Prevention strategies include personal protection, environmental modification and tick suppression. The DOD insect repellent system is the service member's personal protection method. A properly worn uniform is the best defense. All uniforms are now pre-treated with permethrin, which kills ticks on contact. Uniforms must be worn properly with the trouser tucked inside the boots. Also, application of a DEET-based insect repellent to any exposed skin will provide an additional layer of defense.

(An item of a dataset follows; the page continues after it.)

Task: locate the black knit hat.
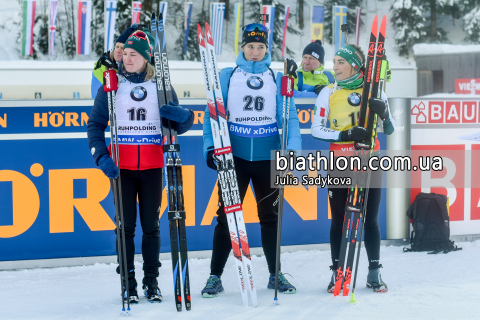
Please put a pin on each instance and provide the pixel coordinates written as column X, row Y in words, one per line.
column 255, row 32
column 124, row 36
column 316, row 50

Off-duty service members, civilians and their families can use the same principles as well. Wear long pants when in wooded or brushy areas and tuck them into high-top boots or long socks. Wear light- colored clothing so ticks can be easily spotted and brushed off. Additionally, there are permethrin treatment kits that can be purchased to treat civilian clothing. A well landscaped yard or area surrounding buildings is an example of environmental modification. A smart landscaping tip would be to make the yard less attractive to ticks. For example, short grass and bright sunlight help reduce the tick populations in yards or on golf courses. Remove leaves branches and debris that will eliminate hiding places for ticks as well as their hosts. Install some type of barrier along the perimeters of child development centers or create gravel or wood chip pathways through wooded areas. Tick suppression is simply the application of pesticides or reducing or eliminating the hosts that ticks seek for blood meals, i.e. deer.

If bitten by a tick and the skin has been broken, remove it carefully with fine point tweezers. Do not burn, apply petroleum jelly or utilize any other mythical home remedies because there is no substitute for the following proper technique. First, disinfect the surrounding area with an alcohol swab.

Next, place tweezers as close to skin as possible and grasp the insect firmly. Pull straight up slowly until the tick either comes out or breaks. The infectious material is much farther back in the tick's body, so there is no reason to fret if the head breaks off during removal.

After removal, keep it in a clean plastic bag and store it in a cool dry place like a refrigerator. Make an appointment to take the tick to your primary care provider. The PCM has procedures in place with Environmental Health to have the tick identified and tested for the presence of diseases.

Ticks that have not broken the skin or found on pets will not be tested.